FACE à Bruxelles : la chasse de loisir comme marque, le lobbying comme méthode

Tant que la chasse de loisir est commercialisée comme «Conservation», le lobbying peut se présenter déguisé en protection de la nature. Et tant que les médias ne marquent pas clairement cette différence, la politique d'intérêts agit comme une «contrainte factuelle».

Rédaction Wild beim Wild — 14 janvier 2026

Quand l'UE négocie sur les munitions au plomb, protection des oiseaux ou le droit des armes, un nom apparaît de manière fiable : FACE, la European Federation for Hunting and Conservation.

L'association siège à Bruxelles, se présente comme la voix des «7 millions de chasseurs de loisir européens» et est inscrite au registre de transparence de l'UE comme représentant d'intérêts.

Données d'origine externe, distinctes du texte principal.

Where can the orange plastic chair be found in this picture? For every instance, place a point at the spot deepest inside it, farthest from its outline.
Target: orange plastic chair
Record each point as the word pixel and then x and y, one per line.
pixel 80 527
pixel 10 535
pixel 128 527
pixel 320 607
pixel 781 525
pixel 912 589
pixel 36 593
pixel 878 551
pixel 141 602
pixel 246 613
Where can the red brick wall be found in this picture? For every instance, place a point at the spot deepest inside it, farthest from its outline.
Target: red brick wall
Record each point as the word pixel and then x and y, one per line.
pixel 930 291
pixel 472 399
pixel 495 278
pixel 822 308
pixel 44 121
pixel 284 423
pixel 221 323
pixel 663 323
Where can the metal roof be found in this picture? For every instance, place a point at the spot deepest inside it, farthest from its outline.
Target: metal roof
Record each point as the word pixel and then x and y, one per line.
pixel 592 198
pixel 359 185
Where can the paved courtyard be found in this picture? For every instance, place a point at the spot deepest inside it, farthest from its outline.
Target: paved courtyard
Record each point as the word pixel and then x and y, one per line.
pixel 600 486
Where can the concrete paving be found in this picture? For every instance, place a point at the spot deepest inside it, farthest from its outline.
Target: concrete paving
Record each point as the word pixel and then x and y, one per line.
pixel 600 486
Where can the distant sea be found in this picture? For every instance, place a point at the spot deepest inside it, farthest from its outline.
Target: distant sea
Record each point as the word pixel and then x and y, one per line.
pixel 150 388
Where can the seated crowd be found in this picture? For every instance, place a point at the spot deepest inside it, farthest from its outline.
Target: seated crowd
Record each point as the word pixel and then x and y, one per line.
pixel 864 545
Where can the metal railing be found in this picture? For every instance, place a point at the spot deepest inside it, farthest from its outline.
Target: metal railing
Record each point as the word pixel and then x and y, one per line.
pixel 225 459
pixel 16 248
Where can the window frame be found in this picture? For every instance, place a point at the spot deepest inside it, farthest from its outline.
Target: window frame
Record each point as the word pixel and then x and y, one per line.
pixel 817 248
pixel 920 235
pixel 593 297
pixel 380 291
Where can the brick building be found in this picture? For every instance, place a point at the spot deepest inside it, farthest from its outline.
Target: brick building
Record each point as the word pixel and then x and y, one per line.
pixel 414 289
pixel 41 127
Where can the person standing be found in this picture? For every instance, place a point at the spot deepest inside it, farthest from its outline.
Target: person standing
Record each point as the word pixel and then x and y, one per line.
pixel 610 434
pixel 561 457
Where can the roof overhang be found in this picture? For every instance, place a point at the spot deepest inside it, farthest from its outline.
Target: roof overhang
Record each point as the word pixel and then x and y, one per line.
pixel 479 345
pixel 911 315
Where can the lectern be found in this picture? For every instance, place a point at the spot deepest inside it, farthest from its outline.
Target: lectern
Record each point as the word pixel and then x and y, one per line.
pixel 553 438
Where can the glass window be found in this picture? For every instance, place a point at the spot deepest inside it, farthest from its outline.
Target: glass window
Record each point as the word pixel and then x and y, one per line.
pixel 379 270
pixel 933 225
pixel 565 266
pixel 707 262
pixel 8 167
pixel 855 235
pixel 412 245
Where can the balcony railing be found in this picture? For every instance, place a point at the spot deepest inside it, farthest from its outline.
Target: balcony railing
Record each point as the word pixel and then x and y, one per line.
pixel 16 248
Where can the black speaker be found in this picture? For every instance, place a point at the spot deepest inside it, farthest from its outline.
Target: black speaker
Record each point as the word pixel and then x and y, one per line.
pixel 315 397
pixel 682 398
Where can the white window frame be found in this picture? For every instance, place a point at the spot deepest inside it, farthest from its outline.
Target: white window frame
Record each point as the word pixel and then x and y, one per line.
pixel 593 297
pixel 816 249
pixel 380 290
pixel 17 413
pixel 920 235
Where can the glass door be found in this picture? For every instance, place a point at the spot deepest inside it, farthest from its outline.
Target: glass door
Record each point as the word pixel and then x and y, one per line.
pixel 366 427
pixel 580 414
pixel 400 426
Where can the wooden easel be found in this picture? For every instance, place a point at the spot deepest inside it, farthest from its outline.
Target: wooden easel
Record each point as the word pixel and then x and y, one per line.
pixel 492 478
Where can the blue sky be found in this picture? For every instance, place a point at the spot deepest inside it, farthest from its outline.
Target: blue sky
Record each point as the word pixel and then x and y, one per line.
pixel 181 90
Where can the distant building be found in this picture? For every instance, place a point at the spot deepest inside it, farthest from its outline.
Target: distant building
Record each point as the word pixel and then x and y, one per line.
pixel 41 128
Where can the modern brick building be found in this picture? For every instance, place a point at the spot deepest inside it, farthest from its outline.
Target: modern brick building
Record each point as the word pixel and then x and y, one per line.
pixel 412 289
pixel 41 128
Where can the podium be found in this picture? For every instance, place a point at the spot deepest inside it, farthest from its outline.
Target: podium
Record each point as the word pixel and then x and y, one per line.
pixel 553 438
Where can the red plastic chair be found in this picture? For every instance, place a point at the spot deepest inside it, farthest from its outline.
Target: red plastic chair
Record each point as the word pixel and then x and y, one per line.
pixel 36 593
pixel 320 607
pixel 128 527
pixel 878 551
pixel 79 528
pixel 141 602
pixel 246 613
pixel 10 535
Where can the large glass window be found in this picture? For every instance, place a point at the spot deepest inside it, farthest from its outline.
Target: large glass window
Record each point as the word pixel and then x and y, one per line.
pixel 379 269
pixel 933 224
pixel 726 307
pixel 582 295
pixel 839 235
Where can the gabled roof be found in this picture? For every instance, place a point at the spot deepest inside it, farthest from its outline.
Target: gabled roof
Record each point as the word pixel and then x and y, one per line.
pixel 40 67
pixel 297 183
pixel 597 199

Pour le public, cela sonne comme «participer aux discussions». Dans la réalité politique, cela signifie : lobbying professionnel. Et c'est exactement là le cœur de la critique.

Registre de transparence : légal, mais pas inoffensif

FACE n'est pas actif «dans l'ombre», mais visiblement enregistré. Les données sont consultables publiquement, y compris l'ID d'enregistrement. Le problème n'est pas l'enregistrement en soi. Le problème est ce que cela rend possible : un accès permanent aux processus où les termes, délais et exceptions sont fixés de manière à ce qu'au final, les intérêts cynégétiques l'emportent.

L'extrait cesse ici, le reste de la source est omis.